Gemeinsame Fraktionserklärung von GRÜNEN, SP und AL vom 26. Januar 2026 im Kantonsrat.

Heute jährt sich die Befreiung der Stadt Kobane in Rojava zum 11. Mal. Am 26. Januar 2015 wurden die IS-Terroristen aus der Stadt vertrieben. Dieser wichtige Sieg gegen den IS ist bis heute den Verteidiger*innen aus Rojava und der Region zu verdanken.

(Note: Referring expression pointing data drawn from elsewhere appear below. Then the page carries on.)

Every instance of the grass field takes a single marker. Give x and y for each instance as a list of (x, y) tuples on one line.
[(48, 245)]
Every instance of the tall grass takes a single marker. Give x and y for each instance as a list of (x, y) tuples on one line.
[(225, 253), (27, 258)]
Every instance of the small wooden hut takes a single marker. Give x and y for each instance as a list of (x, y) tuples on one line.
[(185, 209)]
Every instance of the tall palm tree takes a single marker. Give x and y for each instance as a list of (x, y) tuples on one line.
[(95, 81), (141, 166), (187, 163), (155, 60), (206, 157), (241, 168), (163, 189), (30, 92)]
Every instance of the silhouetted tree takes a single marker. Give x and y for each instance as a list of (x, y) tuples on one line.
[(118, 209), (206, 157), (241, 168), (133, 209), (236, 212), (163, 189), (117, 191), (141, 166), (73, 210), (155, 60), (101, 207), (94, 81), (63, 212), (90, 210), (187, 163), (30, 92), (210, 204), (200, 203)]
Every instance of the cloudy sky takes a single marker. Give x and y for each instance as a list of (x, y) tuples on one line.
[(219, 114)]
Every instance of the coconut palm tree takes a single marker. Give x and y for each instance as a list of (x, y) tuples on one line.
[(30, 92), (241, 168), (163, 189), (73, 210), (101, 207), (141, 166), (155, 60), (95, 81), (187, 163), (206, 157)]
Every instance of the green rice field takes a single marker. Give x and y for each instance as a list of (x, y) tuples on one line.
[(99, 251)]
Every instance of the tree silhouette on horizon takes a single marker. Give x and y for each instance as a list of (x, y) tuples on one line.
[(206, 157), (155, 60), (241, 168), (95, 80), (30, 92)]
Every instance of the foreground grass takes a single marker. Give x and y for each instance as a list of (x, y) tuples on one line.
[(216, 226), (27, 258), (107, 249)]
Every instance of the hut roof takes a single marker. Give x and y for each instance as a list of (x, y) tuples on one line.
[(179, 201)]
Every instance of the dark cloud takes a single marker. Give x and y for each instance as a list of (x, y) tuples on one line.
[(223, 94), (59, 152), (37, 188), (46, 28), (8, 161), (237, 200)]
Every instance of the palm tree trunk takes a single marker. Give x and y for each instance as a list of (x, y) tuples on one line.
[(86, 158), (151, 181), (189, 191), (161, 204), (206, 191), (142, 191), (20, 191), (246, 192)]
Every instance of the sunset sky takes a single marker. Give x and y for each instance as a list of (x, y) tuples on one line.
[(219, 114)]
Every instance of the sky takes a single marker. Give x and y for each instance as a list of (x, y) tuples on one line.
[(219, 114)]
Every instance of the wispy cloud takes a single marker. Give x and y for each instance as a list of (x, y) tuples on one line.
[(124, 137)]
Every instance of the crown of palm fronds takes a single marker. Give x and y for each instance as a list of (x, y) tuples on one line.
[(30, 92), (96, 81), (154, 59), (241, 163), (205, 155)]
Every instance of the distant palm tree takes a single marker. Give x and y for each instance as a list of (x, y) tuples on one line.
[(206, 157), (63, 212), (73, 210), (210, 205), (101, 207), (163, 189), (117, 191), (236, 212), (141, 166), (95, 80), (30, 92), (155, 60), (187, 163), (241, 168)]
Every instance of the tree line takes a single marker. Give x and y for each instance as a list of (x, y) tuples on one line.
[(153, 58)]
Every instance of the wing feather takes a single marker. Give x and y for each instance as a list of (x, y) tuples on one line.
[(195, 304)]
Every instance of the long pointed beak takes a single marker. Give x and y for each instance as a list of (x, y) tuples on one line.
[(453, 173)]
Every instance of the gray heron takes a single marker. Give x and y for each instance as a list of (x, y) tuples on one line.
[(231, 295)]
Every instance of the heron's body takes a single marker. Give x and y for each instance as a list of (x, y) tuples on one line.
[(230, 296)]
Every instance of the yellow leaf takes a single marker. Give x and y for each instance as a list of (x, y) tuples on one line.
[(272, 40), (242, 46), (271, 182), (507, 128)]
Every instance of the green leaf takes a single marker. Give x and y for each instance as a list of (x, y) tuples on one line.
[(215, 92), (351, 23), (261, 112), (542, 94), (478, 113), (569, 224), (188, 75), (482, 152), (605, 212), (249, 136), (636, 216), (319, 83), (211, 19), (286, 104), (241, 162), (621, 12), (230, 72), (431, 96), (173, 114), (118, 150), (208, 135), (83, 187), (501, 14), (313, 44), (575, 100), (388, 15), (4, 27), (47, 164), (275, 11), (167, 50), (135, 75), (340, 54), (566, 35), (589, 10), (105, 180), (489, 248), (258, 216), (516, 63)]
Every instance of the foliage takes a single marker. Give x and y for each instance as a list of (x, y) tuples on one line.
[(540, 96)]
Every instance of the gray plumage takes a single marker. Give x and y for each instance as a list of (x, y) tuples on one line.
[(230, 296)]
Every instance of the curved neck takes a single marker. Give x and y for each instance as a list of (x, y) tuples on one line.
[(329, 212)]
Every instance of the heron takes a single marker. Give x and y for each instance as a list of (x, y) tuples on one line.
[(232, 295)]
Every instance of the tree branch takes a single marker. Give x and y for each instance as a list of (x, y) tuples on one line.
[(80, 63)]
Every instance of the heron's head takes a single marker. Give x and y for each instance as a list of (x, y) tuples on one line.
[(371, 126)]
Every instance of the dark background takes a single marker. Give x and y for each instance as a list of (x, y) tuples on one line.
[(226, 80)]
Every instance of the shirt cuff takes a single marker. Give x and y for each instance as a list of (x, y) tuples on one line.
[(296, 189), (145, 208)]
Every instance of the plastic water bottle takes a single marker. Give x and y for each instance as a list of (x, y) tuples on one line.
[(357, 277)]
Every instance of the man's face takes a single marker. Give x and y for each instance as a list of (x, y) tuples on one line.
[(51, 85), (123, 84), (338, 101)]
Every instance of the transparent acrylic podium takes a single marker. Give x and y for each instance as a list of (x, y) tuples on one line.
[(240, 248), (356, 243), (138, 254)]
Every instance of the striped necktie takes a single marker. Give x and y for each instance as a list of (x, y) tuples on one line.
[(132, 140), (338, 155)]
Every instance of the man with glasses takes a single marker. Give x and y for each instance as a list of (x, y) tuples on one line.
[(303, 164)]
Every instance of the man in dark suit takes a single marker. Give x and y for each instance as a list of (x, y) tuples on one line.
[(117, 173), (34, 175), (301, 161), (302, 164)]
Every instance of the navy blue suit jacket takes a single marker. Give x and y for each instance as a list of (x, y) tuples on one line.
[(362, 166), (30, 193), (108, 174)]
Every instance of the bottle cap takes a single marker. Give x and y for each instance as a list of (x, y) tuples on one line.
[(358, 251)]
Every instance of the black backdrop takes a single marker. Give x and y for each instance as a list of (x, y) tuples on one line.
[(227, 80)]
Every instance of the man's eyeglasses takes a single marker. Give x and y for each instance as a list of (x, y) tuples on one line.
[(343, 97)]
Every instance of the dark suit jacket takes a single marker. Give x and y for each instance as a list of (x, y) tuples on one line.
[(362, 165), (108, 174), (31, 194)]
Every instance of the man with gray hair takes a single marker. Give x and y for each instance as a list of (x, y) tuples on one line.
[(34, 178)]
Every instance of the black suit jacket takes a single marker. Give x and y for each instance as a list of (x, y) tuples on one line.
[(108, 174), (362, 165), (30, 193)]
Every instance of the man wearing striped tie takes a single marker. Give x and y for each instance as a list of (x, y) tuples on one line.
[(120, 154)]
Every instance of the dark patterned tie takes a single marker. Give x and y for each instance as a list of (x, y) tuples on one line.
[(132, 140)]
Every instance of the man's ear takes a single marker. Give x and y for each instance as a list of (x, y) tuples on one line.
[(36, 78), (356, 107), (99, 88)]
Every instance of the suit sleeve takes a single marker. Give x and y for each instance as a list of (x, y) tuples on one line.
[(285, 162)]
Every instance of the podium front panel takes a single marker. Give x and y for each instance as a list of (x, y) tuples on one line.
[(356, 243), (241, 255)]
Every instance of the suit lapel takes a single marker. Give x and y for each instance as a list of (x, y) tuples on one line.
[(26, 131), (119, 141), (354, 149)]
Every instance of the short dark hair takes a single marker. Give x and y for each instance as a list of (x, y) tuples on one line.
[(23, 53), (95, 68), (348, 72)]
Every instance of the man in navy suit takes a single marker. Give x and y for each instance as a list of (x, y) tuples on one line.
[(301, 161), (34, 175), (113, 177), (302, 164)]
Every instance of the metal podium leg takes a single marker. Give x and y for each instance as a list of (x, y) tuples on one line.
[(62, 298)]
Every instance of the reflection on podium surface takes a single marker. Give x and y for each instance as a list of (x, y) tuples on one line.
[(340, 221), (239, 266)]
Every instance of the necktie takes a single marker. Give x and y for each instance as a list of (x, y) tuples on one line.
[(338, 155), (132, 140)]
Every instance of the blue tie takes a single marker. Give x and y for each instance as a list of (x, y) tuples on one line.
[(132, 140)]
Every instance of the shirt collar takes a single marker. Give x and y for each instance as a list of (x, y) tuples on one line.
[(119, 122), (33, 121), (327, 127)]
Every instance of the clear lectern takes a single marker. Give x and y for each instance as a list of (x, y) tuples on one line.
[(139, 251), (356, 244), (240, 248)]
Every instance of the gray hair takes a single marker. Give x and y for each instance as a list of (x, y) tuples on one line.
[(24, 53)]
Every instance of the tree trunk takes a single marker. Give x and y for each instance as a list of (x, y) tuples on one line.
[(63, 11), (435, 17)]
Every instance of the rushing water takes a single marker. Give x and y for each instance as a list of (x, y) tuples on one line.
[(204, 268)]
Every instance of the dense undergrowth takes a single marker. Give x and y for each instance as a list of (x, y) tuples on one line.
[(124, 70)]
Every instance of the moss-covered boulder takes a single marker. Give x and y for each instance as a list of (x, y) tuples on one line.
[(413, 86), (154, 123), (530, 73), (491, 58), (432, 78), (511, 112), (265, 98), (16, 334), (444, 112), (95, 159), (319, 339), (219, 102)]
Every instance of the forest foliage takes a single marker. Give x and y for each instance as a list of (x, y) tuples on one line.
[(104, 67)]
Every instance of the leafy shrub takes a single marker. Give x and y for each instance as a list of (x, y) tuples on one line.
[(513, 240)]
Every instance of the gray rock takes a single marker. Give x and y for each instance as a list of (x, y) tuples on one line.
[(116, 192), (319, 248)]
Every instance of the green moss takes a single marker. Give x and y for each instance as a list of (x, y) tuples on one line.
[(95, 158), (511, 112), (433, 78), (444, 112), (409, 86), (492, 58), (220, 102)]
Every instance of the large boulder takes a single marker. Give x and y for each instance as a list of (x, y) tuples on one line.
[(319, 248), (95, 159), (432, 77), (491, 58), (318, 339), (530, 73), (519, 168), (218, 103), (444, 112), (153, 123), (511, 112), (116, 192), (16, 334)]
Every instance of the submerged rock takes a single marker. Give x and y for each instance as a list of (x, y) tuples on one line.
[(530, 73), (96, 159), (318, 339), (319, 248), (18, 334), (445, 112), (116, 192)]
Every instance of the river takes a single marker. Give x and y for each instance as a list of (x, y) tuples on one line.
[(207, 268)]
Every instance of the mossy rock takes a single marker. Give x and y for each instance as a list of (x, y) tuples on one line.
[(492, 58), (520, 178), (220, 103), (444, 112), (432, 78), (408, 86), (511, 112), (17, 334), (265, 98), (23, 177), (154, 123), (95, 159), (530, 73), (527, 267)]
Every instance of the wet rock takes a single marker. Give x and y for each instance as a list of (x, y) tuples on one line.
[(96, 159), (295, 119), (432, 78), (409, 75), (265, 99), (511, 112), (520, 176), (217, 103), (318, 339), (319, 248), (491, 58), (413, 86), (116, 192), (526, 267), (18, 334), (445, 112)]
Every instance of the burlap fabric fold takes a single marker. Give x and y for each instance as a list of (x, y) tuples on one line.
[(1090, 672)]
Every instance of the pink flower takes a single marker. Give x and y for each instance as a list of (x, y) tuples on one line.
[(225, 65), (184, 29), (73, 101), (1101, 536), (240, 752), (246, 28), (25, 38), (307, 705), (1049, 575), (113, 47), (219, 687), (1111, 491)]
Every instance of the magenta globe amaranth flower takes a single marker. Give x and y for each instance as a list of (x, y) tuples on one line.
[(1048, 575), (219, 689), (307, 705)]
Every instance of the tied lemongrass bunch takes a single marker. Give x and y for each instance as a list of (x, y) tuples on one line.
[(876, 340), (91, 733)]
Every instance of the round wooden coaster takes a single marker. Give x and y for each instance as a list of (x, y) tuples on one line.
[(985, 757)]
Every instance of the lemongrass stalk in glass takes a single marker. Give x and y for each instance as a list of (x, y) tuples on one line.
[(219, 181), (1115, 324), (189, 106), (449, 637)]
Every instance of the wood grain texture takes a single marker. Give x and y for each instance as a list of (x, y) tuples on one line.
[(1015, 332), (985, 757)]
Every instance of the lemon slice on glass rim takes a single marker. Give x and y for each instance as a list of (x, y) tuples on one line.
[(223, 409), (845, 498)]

Doch heute, an diesem 11. Jahrestag droht ein Massaker an der kurdischen Bevölkerung. Vor wenigen Tagen erfroren vier Kinder bei der Flucht aus Kobane – auf der Flucht vor Angriffen durch islamistische Milizen und die syrische Übergangsregierung. Diese stossen militärisch seit Tagen in kurdische, selbstverwaltete Gebiete vor und liessen zuletzt sogar gefangene IS-Kämpfer aus den Gefängnissen frei.

Das ist ein Angriff auf die Zivilbevölkerung aber auch ein Angriff auf ein zukunftsfähiges, friedliches, solidarisches Modell des Zusammenlebens. Eines, das Kurd:innen, Alevit:innen, Araber:innen, Assyerer:innen, Jesid:innen und Türk:innen gemeinsam und demokratisch in Rojava aufgebaut haben. Diese demokratische und gleichberechtigte Selbstverwaltung ist ein Vorbild.

Nun ist Rojava auf unsere Solidarität angewiesen. Es ist unerträglich, dass es vom Westen alleine gelassen wird. Die Kurd:innen kämpften gegen den IS, gegen den Terror, gegen die Unterdrückung. Sie haben sich mutig für den Schutz der Jesid:innen eingesetzt. Sie haben ihr Leben gegeben für die Menschlichkeit und die Freiheit aller. Unsere Solidarität gilt den Kurd:innen und dem Projekt in Rojava. Es ist endlich an der Zeit, dass auch die internationale Gemeinschaft ihre Verantwortung übernimmt und die Kurd:innen sowie Rojava verteidigt.

Angesichts der unmittelbaren Bedrohung der Zivilbevölkerung und der demokratischen Selbstverwaltung, fordern wir vom Zürcher Regierungsrat:

…dass er vom Bundesrat fordert, dass sich dieser rasch für internationale Unterstützung der Kurd:innen einsetzt

…dass er sofort humanitäre Hilfe für die Kurd:innen aus dem gemeinnützigen Fonds spricht

…dass Asylgesuche von Kurd:innen aktuell nicht sistiert und keine Ausweisungen vollzogen werden

…dass er seine Solidarität mit den hier lebenden, tausenden Kurd:innen unmissverständlich zum Ausdruck bringt.